Processes without activities are like empty shells: you have a grouping but the things you group are nowhere. It is like a building architect designing rooms and spaces without knowing the types of furniture or people who will be using the rooms and spaces.

As a business architect you NEED to be able to model activities. Not only processes or sub-processes but activities!

New Core Entity Classes

Archimate says in its specification document that it only exists out of core entity classes that are needed by everyone and that the other entity classes only some of us need can be included in the time of need.

Based on years of modeling architecture using Dragon1 we have defined the following entity classes as still missing in the core of Archimate:

  • Enterprise
  • Organization
  • Business
  • System
  • Infrastructure
  • (Business) Rule
  • Need
  • Mission
  • Vision
  • Architecture
  • Concept

At Dragon1, we think that no enterprise, business, application, or IT architecture can be created without using the entity classes above.
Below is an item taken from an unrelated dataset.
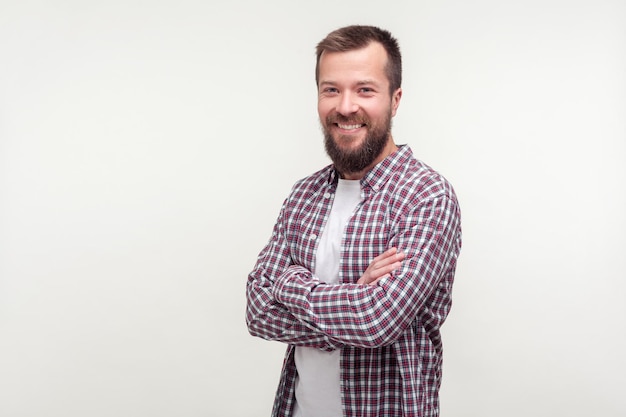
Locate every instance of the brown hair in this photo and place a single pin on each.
(354, 37)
If you do, you are leaving out important foundations.

Application Modeling and Process Modeling

To do basic application modeling and process modeling we have the following entity classes to be of importance:

  • Software Application
  • Software Module
  • Choice (Gateway in BPMN)
  • Decision
  • Activity (as mentioned in the first paragraph)

There's more to come

Not only core entity classes are missing, but also the definitions Archimate uses for their current entity classes are not correct and often confusing. For instance, the Archimate definition of a business process fails to mention that a process aligns activities to optimize usage of resources (why would you else define or recognize processes)?

The Dragon1 Modeling language contains over 200 default and defined entity classes. Using further practice and modeling experience we will continue to add core or missing entity classes to the metamodel and improve the definitions of Archimate entity classes.